Entre explosion de la masse salariale, dérapages budgétaires et gestion scabreuse de la chose publique, le gouvernement sous la pression notamment du Fonds monétaire international (FMI) multiplie les réformes structurelles. Ainsi, alors qu’il avait déjà tranché dans le vif lors du conseil des ministres du 27 février dernier, en supprimant de nombreuses agences, il semblerait que le gouvernement envisage d’en supprimer d’autres dont l’ANGTI selon certaines indiscrétions.



Agence Nationale de la Promotion Artistique et Culturelle (ANPAC), Centre National de Formation des Sportifs (CNFS), Autorité de Régulation des Produits Agricoles du Gabon (ARPAG), Agence Nationale des Pêches et de l’Aquaculture, Bureau de Coordination du Plan Stratégique Gabon Emergent (BCPSGE), Fonds National d’Aide Sociale (FNAS) etc., la liste des agences étatiques déjà  supprimées, ne cesse de s’allonger.
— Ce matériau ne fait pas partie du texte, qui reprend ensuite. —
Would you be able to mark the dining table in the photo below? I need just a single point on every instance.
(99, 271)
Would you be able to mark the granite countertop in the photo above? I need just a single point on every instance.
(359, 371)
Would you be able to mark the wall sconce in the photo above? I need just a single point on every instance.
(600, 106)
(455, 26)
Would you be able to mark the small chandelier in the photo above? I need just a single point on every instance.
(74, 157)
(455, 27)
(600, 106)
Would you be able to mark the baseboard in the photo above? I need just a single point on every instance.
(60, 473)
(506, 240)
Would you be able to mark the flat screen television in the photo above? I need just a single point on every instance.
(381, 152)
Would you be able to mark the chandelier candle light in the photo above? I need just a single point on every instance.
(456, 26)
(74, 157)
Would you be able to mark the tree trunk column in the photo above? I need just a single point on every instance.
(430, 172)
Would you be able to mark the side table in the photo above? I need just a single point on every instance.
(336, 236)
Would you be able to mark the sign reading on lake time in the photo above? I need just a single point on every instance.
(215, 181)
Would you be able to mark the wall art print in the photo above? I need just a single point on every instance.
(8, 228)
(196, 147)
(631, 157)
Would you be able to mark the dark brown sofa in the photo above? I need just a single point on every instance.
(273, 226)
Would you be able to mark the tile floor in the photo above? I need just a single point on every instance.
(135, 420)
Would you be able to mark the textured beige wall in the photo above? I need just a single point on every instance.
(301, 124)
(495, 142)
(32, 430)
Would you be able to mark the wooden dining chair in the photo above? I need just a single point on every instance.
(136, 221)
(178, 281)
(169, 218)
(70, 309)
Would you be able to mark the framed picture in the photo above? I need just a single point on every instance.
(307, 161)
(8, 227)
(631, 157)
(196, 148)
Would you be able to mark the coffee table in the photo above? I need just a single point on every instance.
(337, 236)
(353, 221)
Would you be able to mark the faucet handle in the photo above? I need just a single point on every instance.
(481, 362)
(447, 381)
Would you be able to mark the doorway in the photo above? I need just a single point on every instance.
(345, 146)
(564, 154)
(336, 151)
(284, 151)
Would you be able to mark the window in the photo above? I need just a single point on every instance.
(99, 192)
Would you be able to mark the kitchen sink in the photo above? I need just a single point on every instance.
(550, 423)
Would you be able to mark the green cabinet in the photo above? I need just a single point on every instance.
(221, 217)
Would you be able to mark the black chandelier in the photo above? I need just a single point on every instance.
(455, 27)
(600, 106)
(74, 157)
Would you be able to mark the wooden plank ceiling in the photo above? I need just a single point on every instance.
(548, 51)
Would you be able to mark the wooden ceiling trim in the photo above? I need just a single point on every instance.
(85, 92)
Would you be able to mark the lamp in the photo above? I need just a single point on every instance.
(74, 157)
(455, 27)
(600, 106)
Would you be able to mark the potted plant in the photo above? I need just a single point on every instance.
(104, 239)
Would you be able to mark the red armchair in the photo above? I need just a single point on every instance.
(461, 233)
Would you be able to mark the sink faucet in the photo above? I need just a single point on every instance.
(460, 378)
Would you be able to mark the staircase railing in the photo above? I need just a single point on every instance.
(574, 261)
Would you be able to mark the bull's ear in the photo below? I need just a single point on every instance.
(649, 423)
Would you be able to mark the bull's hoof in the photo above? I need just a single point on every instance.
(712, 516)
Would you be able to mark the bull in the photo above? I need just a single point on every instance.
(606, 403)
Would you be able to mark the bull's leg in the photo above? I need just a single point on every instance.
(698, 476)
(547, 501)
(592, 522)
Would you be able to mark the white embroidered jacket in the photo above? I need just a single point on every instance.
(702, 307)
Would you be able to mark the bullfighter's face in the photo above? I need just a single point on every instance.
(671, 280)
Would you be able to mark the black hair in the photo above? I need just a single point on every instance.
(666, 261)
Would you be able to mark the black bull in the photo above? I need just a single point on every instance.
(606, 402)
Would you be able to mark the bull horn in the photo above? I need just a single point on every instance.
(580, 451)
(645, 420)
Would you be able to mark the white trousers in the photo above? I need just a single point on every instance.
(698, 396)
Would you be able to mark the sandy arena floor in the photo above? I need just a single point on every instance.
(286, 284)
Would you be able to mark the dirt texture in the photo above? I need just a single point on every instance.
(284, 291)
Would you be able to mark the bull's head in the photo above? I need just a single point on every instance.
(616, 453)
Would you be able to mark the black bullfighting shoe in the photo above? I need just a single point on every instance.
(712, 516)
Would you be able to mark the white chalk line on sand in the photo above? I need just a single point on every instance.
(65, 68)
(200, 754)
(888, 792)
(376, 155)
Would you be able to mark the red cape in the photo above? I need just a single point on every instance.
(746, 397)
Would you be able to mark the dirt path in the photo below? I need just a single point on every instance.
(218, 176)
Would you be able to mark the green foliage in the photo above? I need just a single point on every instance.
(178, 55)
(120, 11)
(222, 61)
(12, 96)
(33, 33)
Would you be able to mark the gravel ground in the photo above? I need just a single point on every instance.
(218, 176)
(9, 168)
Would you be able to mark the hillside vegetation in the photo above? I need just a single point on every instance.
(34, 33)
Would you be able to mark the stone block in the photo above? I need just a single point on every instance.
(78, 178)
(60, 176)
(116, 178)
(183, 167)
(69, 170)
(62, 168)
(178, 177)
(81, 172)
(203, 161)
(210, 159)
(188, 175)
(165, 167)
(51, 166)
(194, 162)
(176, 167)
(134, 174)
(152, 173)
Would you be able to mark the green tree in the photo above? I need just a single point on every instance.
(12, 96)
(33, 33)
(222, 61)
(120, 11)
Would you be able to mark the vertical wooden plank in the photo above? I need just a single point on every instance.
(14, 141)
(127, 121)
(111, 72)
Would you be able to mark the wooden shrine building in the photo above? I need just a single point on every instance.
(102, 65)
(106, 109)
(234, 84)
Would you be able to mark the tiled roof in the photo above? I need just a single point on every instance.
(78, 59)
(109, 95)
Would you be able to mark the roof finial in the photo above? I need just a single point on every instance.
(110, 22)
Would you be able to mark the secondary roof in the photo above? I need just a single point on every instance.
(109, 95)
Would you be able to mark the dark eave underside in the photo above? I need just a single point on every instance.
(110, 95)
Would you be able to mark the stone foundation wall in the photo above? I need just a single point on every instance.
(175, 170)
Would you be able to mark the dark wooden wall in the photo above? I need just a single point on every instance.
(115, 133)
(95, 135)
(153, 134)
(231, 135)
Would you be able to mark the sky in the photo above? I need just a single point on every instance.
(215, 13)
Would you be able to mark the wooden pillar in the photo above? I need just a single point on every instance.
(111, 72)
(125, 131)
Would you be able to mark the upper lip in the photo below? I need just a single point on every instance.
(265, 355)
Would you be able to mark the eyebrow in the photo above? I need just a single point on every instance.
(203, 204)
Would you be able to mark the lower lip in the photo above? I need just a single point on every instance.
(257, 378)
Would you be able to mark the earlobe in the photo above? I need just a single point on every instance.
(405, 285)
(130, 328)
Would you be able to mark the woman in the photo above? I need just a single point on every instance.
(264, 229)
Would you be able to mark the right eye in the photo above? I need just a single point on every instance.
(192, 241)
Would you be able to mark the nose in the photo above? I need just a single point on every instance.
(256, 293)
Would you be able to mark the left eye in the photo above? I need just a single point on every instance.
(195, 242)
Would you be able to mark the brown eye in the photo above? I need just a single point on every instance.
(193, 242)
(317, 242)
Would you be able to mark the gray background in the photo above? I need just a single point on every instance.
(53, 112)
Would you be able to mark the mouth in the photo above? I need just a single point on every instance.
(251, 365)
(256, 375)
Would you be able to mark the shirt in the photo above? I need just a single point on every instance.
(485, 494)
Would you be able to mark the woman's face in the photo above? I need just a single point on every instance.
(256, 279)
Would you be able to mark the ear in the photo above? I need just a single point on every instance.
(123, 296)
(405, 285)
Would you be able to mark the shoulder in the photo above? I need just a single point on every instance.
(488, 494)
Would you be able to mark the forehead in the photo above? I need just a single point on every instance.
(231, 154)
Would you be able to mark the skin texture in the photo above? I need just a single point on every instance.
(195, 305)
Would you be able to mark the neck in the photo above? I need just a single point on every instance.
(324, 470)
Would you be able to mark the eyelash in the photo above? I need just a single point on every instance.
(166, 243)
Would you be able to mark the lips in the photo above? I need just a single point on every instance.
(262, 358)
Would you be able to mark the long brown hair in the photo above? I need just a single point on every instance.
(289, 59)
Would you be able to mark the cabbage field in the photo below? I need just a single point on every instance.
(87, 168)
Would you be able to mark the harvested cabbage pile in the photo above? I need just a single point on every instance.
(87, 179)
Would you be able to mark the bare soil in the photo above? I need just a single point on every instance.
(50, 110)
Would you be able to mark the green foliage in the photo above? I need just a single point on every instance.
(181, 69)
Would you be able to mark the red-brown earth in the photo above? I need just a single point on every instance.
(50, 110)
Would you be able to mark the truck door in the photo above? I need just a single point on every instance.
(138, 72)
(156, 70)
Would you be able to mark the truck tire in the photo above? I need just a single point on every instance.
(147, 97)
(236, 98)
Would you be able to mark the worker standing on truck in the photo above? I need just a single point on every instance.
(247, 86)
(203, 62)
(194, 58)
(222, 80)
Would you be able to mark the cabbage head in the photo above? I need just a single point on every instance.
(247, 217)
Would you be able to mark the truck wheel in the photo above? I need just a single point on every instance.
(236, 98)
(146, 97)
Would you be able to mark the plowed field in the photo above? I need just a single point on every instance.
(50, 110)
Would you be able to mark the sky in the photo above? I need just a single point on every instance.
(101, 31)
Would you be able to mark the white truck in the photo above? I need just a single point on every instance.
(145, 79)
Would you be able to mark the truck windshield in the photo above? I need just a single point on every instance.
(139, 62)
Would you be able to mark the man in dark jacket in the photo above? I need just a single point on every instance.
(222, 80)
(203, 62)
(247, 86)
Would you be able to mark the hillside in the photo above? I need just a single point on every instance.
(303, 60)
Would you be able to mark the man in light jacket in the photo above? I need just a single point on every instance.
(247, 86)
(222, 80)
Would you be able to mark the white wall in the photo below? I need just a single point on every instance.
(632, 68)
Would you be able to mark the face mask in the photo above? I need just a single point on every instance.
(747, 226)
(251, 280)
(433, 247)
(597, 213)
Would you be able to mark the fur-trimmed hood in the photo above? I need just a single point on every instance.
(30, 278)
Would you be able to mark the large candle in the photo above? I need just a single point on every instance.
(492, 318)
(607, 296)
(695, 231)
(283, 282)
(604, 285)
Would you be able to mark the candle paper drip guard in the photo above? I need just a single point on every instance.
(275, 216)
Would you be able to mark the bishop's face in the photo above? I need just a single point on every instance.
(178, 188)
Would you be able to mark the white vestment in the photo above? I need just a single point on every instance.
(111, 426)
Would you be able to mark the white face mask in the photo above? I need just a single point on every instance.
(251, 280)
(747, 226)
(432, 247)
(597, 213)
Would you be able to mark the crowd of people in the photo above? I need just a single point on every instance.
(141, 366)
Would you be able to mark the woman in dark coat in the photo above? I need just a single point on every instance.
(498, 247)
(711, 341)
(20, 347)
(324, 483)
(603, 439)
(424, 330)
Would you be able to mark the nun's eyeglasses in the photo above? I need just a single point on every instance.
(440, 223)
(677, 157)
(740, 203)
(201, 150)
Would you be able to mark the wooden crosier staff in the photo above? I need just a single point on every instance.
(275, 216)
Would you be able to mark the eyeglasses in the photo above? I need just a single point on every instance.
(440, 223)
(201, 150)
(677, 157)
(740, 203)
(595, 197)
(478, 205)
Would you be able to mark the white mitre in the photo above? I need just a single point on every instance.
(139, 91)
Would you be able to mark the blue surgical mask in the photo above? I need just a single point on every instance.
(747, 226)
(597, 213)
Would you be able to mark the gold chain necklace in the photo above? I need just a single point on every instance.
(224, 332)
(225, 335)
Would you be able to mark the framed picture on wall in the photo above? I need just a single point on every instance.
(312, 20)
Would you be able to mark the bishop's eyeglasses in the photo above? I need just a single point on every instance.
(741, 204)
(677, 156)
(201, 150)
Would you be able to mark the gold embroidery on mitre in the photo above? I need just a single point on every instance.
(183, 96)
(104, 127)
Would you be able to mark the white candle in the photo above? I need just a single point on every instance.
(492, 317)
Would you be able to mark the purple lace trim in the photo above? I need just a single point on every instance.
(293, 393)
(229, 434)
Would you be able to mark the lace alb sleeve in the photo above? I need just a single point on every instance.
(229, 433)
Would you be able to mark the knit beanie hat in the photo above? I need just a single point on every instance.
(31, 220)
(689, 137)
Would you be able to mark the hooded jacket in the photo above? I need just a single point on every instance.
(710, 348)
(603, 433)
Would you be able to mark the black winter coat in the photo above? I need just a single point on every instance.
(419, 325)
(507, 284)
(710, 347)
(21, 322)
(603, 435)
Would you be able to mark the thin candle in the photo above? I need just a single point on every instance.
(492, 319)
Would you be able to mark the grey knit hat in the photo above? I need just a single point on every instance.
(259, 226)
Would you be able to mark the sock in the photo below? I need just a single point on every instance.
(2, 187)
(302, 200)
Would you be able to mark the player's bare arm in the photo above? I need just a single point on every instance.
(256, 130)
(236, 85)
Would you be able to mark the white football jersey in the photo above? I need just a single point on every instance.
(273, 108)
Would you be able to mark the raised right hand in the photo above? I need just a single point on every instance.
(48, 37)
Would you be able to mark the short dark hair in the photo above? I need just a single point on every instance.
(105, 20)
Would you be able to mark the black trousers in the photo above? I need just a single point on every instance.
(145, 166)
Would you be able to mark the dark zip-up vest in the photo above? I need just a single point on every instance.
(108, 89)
Ainsi, alors qu’on pensait l’hémorragie stoppée avec la dissolution de cette pléthore d’agences (créées en l’absence totale de planification et de programmation), le gouvernement prévoit d’en supprimer d’autres. C’est la principale information qui ressort du dernier conseil interministériel tenu ce 27 mars 2019 à Libreville et présidé par le Premier ministre Julien Nkoghe Bekale.

Si les identités de ces agences ne sont pas encore connues, certaines indiscrétions évoque l’Agence nationale des Grands travaux d’infrastructures (ANGTI), en tête de cette nouvelle liste. Censé être le bras armé du gouvernement en matière de travaux publics, cette agence a brillé par son inactivité et son incapacité à trouver des solutions aux nombreux problèmes d’infrastructures dans le pays. Sa suppression serait donc logique, tant cette agence est devenue un gouffre pour le gouvernement.